Emotionally Intelligent: "If I respond to this provocation I lose control over the situation. It’s not worth it."
5. Showing respect for others and their rights versus thinking only of oneself
Not Emotionally Intelligent: "They better stay out of my way. I’m in no mood for putting up with them. Out of my way folks."
Emotionally Intelligent: "I wish there was no traffic
but it’s not up to me. These people have to get to their destination too."
6. Accepting traffic as collective team work versus seeing it as individual competition
Not Emotionally Intelligent: "Driving is about getting ahead. I get a jolt out of beating a red light or finding the fastest lane. It’s me versus everybody else."
Emotionally Intelligent: "I try to keep pace with the traffic realizing that my movements can slow others down—like switching lanes to try to get ahead."
7. Recognizing the diversity of drivers and their needs and styles versus blaming them for what they choose to do
Not Emotionally Intelligent: "How can they be so stupid? They’re talking on the phone instead of paying attention to the road."
Emotionally Intelligent: "I need to be extra careful around drivers using a hand held cellular
phone since they may be distracted."
8. Practicing positive role models versus negative
Not Emotionally Intelligent: "Come on, buddy, speed up or I’ll be on your tail. Go, go. What’s wrong with you?

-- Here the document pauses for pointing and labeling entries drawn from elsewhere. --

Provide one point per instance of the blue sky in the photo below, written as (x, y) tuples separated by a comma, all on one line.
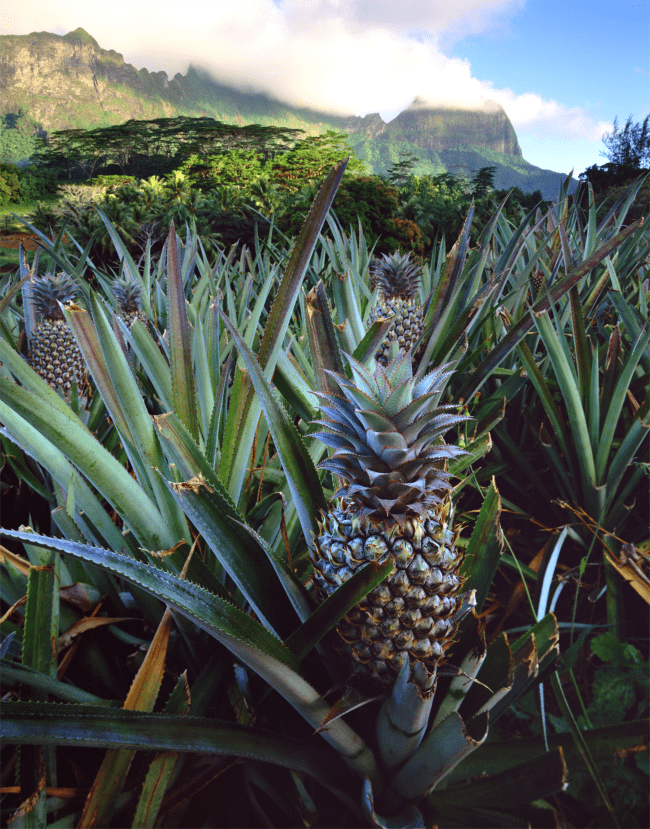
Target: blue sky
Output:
[(562, 69)]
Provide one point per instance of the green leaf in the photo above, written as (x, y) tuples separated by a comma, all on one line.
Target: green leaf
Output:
[(444, 747), (523, 326), (41, 632), (103, 471), (53, 724), (245, 637), (332, 610), (242, 418), (183, 386), (538, 778), (243, 559), (485, 546)]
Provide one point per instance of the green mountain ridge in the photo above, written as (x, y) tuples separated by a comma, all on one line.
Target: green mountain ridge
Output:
[(69, 81)]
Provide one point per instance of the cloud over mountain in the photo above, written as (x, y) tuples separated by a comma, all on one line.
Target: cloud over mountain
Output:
[(354, 56)]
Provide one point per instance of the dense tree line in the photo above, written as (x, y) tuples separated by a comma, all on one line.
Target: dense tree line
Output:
[(231, 179), (627, 150)]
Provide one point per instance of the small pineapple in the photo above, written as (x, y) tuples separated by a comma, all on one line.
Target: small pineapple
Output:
[(398, 278), (128, 295), (53, 351), (387, 434)]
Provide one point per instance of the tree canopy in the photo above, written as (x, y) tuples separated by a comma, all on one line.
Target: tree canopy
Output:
[(629, 145)]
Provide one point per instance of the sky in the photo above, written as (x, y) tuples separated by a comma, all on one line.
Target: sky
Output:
[(561, 69)]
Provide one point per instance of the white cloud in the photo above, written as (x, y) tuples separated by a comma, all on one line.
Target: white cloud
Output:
[(355, 56)]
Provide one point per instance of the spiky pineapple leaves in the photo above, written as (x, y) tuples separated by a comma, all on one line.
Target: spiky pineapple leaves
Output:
[(86, 725), (524, 325), (245, 409), (249, 640), (301, 473)]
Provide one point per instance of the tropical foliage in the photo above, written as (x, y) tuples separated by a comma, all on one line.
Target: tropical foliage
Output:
[(165, 661)]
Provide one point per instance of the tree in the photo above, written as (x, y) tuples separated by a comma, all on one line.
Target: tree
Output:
[(400, 172), (483, 181), (629, 146)]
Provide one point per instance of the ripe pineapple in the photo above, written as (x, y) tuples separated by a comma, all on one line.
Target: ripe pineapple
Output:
[(128, 295), (398, 280), (53, 351), (387, 435)]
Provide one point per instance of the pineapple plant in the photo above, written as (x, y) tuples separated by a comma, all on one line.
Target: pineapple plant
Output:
[(386, 429), (53, 351), (397, 277), (128, 295)]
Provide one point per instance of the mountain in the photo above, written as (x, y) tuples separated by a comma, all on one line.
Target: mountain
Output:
[(439, 128), (69, 81)]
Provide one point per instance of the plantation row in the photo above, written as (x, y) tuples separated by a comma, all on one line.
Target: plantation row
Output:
[(309, 529)]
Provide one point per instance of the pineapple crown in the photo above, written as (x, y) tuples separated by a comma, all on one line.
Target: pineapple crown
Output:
[(386, 430), (51, 290), (127, 294), (396, 275)]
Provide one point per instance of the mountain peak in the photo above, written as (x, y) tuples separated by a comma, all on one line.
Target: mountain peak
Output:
[(478, 105), (80, 35)]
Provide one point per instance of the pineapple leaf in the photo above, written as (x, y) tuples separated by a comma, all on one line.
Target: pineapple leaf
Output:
[(76, 725), (183, 386), (299, 468)]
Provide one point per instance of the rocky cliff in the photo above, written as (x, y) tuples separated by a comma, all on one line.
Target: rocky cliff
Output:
[(64, 82), (443, 128), (70, 82)]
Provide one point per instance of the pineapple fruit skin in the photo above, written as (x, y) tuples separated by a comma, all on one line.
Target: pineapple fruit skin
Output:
[(128, 296), (413, 614), (407, 326), (398, 278), (53, 350), (55, 356)]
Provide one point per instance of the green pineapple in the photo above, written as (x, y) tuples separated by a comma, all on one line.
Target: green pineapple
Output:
[(128, 295), (53, 351), (387, 434), (398, 278)]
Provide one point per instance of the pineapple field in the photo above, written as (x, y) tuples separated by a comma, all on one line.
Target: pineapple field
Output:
[(348, 537)]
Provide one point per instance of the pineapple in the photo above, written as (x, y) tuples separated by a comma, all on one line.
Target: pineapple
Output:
[(53, 351), (387, 435), (398, 280), (128, 295)]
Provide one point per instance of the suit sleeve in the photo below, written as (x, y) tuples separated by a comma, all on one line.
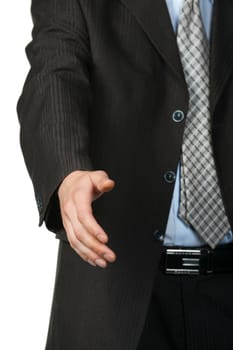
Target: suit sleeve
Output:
[(54, 103)]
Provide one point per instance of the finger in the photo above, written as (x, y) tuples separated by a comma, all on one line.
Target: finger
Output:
[(102, 250), (90, 241), (85, 253), (84, 213)]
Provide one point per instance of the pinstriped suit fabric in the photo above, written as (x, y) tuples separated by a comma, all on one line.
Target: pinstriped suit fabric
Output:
[(104, 82)]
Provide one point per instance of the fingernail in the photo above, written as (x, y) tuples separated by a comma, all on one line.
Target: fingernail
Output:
[(109, 257), (100, 262), (91, 262), (101, 237)]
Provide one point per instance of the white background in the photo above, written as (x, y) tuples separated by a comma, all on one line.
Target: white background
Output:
[(27, 253)]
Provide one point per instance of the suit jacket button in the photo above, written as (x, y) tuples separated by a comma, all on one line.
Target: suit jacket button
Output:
[(170, 176), (178, 116), (158, 235)]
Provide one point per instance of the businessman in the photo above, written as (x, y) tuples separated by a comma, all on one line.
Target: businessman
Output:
[(126, 130)]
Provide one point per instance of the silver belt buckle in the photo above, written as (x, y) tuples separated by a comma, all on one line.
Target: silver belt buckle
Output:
[(189, 262)]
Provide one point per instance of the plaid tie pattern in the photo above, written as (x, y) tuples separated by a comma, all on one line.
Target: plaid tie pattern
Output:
[(201, 203)]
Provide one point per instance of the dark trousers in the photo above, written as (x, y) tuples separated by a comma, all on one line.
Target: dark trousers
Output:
[(185, 312), (190, 313)]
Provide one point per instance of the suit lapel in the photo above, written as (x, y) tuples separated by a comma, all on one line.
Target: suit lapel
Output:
[(154, 19), (221, 47)]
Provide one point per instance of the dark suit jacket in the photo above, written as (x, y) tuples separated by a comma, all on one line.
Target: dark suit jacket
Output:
[(104, 83)]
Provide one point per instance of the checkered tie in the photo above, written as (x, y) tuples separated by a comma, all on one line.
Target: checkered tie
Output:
[(201, 203)]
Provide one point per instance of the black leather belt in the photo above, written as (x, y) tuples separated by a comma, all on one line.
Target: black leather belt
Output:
[(195, 261)]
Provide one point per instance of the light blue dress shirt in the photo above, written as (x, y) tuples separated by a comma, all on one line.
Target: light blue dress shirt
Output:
[(177, 232)]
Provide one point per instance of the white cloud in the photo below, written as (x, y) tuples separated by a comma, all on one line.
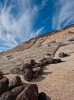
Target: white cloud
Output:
[(20, 26), (43, 3), (64, 13)]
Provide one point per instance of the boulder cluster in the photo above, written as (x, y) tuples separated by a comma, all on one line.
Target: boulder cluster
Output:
[(62, 55), (14, 89), (33, 69)]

There’s no one ahead."
Emotionally Intelligent: "This driver is going slower than my desires. Now I can practice the art of patience and respect for the next few minutes."
9. Learning to inhibit the impulse to criticize by developing a sense of driving humor
Not Emotionally Intelligent: "I can’t stand all these idiots on the road. They slow down when they should speed up. They gawk, they crawl, anything but drive."
Emotionally Intelligent: "I’m angry, I’m mad. Therefore I’ll act calm, I’ll smile and not compete. Already I feel better. Be my guest, enter ahead."
10. Taking driving seriously by becoming aware of one’s mistakes and correcting them
Not Emotionally Intelligent: "I’m an excellent driver, assertive and competent, with a clean accident record—just a few tickets here and there."
Emotionally Intelligent: "I monitor myself as a driver and keep a driving log of my mistakes. I think it’s important to include thoughts and feelings, not just the overt acts."